Del arzobispo Hebda:
Unida en oración con el papa Francisco y con los pastores y fieles de la Iglesia universal, la Arquidiócesis de Saint Paul y Minneapolis lamenta el fallecimiento del papa emérito Benedicto XVI, fiel servidor de Cristo y de su Iglesia.
Estaba en la Plaza de San Pedro la tarde en que el cardenal Joseph Ratzinger fue elegido sucesor de San Pedro, y recuerdo su sorpresa al ver que los cardenales reunidos en cónclave habían decidido elegir a un “humilde trabajador en la viña del Señor”. Ya había experimentado personalmente su excepcional amabilidad y admiraba desde hacía tiempo su intelecto de talla mundial, pero mi amor y respeto por él crecieron a medida que el mundo lo fue conociendo como un pastor humilde y desinteresado, con un don único para proclamar la verdad con amor. Fue solo mi confianza en su discernimiento lo que me llevó a decir “sí” cuando él me nombró en 2009 para servir como obispo diocesano. Siempre estaré agradecido por su magnanimidad y su ejemplo.
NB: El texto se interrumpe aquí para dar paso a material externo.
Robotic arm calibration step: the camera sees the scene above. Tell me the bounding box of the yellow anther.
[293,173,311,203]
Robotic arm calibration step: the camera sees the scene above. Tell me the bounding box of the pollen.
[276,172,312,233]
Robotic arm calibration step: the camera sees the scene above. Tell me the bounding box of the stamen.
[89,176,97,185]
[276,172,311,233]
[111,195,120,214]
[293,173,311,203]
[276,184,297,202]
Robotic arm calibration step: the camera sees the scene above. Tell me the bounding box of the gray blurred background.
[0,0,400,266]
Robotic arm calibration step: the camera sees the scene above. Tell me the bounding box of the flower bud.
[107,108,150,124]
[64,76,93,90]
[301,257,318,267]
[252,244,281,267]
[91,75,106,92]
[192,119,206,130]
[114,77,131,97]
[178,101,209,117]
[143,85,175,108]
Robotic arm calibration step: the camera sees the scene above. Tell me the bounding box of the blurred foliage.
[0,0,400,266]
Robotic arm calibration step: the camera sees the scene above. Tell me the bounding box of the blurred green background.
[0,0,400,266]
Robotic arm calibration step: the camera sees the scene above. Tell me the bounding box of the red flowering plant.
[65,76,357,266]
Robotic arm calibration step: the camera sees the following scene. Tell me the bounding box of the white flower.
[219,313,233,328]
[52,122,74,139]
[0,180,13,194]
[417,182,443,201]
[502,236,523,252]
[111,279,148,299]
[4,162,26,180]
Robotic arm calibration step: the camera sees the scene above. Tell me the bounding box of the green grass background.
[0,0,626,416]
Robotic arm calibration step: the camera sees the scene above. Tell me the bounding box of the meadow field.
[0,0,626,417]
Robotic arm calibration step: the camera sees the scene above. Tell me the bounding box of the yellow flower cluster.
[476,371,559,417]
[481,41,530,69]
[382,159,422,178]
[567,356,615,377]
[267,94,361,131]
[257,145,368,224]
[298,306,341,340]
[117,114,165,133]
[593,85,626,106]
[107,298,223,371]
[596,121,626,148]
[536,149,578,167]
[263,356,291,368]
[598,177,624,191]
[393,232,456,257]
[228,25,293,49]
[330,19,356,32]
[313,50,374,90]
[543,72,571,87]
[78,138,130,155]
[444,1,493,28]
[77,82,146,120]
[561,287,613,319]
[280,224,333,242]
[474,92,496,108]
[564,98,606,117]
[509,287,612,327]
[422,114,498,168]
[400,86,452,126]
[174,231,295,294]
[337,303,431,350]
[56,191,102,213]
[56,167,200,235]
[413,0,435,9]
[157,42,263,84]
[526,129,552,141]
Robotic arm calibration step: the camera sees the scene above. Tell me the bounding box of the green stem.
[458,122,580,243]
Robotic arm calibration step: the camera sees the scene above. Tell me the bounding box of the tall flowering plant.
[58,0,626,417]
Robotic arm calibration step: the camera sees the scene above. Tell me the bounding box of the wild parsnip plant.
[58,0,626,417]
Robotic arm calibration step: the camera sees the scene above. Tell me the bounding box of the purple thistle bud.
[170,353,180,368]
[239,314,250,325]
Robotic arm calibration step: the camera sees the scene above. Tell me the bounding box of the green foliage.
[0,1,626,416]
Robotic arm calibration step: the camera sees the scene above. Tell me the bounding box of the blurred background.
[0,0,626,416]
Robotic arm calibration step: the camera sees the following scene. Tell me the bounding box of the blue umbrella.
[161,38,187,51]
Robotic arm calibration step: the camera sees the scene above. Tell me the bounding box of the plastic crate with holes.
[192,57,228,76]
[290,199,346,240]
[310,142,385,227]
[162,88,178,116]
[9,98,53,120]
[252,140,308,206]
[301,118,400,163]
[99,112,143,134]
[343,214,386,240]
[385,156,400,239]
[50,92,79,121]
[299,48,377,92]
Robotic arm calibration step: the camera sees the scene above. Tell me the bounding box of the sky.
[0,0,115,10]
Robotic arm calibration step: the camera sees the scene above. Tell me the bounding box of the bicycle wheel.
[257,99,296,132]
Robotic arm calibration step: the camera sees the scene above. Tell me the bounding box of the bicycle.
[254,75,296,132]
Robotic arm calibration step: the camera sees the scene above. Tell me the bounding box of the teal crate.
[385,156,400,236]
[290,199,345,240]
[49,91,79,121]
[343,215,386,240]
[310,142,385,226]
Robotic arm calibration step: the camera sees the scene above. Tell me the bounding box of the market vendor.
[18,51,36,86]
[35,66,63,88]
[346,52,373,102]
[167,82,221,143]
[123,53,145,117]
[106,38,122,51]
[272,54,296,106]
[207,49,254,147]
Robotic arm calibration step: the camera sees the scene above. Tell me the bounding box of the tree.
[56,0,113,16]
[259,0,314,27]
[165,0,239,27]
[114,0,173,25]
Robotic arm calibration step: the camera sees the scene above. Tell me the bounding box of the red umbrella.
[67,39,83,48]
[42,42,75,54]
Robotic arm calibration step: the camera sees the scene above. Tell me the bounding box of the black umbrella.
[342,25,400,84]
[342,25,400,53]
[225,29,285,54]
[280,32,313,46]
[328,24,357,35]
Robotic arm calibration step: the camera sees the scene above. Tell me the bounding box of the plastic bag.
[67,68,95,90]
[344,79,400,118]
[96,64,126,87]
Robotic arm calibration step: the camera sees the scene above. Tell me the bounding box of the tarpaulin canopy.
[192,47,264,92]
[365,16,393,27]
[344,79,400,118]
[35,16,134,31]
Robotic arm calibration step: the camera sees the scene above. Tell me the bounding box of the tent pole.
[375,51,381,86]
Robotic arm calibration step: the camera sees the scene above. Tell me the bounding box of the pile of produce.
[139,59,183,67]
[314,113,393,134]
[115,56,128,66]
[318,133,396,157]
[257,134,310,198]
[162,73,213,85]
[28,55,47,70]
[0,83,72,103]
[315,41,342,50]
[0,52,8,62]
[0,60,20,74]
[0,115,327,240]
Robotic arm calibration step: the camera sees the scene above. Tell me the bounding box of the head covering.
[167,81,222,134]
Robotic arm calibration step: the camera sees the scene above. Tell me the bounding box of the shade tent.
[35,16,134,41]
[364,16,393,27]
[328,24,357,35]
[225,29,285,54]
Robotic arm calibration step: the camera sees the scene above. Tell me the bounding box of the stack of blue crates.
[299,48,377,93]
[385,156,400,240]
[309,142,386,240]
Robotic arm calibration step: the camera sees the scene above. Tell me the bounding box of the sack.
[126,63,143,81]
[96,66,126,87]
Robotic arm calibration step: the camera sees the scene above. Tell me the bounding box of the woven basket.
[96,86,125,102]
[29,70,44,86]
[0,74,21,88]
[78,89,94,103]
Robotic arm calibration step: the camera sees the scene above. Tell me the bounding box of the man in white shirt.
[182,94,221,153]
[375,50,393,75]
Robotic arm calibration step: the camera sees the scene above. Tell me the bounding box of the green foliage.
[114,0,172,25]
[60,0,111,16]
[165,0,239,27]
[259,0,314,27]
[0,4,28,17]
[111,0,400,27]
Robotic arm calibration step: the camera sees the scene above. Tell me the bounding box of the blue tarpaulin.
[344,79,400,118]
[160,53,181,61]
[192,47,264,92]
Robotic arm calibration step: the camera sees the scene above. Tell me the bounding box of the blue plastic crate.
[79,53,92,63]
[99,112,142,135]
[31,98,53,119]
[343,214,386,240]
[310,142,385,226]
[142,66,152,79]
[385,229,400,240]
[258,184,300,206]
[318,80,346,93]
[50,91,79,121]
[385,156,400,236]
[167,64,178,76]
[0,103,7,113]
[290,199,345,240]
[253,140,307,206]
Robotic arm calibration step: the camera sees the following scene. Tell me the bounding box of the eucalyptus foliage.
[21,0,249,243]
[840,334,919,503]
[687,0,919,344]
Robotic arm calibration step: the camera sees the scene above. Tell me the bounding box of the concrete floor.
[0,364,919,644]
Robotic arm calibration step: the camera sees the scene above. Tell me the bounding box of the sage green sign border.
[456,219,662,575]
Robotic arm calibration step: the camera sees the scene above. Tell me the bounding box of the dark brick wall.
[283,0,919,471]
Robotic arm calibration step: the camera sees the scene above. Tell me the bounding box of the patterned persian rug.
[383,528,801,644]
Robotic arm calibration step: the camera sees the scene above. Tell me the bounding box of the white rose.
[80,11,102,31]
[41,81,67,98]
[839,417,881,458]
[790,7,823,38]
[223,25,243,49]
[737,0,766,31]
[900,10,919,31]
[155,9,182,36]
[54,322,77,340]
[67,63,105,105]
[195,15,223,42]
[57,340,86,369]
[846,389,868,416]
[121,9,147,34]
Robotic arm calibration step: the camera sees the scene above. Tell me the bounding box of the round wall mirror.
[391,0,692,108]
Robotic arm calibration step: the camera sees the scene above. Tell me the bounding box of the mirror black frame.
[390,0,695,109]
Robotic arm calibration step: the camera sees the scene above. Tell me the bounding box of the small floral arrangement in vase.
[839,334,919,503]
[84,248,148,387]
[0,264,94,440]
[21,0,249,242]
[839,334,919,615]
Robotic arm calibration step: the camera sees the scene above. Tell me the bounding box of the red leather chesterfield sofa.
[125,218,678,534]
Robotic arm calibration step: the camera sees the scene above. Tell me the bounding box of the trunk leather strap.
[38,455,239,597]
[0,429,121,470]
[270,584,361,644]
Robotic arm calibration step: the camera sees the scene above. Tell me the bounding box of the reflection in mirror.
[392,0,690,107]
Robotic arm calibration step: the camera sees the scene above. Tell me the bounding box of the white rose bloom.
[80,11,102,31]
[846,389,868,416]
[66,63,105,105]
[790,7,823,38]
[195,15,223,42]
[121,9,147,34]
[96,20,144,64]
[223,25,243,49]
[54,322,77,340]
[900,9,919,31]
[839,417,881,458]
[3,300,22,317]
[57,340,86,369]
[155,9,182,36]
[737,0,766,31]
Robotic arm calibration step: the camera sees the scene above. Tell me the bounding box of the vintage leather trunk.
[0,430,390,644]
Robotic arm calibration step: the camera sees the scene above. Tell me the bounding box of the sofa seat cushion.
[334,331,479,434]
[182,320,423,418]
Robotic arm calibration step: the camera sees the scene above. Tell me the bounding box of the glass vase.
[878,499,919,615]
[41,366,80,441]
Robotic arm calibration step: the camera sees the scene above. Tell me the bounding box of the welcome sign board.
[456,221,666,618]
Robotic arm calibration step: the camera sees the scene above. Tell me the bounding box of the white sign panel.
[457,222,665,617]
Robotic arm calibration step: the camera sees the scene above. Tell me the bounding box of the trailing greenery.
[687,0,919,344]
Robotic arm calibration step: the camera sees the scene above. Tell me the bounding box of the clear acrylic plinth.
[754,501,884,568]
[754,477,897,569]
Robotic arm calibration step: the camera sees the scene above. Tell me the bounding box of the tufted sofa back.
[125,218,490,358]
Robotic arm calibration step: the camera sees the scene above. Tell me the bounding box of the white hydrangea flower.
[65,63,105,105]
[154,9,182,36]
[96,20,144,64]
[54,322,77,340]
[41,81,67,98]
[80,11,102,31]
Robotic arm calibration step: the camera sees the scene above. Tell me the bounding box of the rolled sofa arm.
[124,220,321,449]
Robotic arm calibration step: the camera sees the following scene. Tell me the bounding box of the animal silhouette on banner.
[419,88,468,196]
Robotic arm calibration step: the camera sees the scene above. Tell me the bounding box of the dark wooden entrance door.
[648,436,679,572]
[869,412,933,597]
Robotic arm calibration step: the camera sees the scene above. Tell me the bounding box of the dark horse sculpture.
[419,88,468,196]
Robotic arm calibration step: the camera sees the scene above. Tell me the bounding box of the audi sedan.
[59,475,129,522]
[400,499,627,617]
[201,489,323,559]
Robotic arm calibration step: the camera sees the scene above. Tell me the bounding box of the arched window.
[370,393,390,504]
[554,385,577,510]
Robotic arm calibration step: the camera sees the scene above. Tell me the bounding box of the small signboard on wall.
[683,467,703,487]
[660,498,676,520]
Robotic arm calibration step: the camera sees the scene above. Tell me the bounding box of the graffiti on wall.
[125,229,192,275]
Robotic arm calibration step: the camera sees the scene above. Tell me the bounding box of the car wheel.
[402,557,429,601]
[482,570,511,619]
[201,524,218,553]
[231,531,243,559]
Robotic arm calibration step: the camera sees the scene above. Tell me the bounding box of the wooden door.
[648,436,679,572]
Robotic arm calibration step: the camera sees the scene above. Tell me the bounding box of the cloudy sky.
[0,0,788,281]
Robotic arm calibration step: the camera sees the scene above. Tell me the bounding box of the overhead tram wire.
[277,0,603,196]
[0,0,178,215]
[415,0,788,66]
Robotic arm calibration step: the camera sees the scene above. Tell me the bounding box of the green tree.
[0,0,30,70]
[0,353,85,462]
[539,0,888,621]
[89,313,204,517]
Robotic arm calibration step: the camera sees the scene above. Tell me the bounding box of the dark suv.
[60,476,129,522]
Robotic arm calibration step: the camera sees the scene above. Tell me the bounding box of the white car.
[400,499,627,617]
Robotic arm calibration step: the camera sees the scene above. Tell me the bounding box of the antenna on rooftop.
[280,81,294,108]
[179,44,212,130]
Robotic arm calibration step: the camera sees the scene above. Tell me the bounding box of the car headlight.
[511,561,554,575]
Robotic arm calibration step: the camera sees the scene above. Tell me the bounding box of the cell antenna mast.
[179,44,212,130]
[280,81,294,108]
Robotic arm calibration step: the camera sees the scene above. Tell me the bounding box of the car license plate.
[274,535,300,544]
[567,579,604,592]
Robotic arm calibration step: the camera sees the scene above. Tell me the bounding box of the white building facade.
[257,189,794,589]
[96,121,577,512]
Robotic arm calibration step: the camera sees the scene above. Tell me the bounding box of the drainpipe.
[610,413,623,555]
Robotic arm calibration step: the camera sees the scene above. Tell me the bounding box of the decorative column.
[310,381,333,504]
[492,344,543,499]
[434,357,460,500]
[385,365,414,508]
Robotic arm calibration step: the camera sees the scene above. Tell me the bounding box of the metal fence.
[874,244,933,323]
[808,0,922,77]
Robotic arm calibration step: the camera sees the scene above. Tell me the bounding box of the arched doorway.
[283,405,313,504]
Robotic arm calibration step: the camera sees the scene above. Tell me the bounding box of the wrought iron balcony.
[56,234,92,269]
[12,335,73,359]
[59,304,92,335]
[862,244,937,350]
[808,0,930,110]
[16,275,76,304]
Les invito a unirse a mí en la oración para que el Señor acoja ahora con misericordia al Papa emérito en la mesa del banquete celestial. Este miércoles por la tarde, a las 5:30 p. m., se celebrará una misa en la Catedral de San Pablo por el descanso eterno de su alma y en acción de gracias por su ministerio petrino. Todos están invitados a acompañarnos en esta ocasión.
Del obispo auxiliar Joseph A. Williams:
Me entristeció saber del fallecimiento de nuestro Santo Padre, Benedicto XVI, pero me regocijo por el regalo que su vida supuso para la Iglesia. Pocas cosas en este mundo me han proporcionado mayor alegría que meditar sobre sus escritos. Sin duda, experimentaba la alegría de haber encontrado la verdad cristiana expresada de manera tan clara y hermosa en nuestro mundo moderno, y sé que compartí esta alegría con innumerables creyentes en todo el mundo. Juntos tenemos una deuda de gratitud con Jesús por habernos regalado a este fiel “colaborador en la verdad”. Que ahora descanse de todas sus labores en la casa del Padre.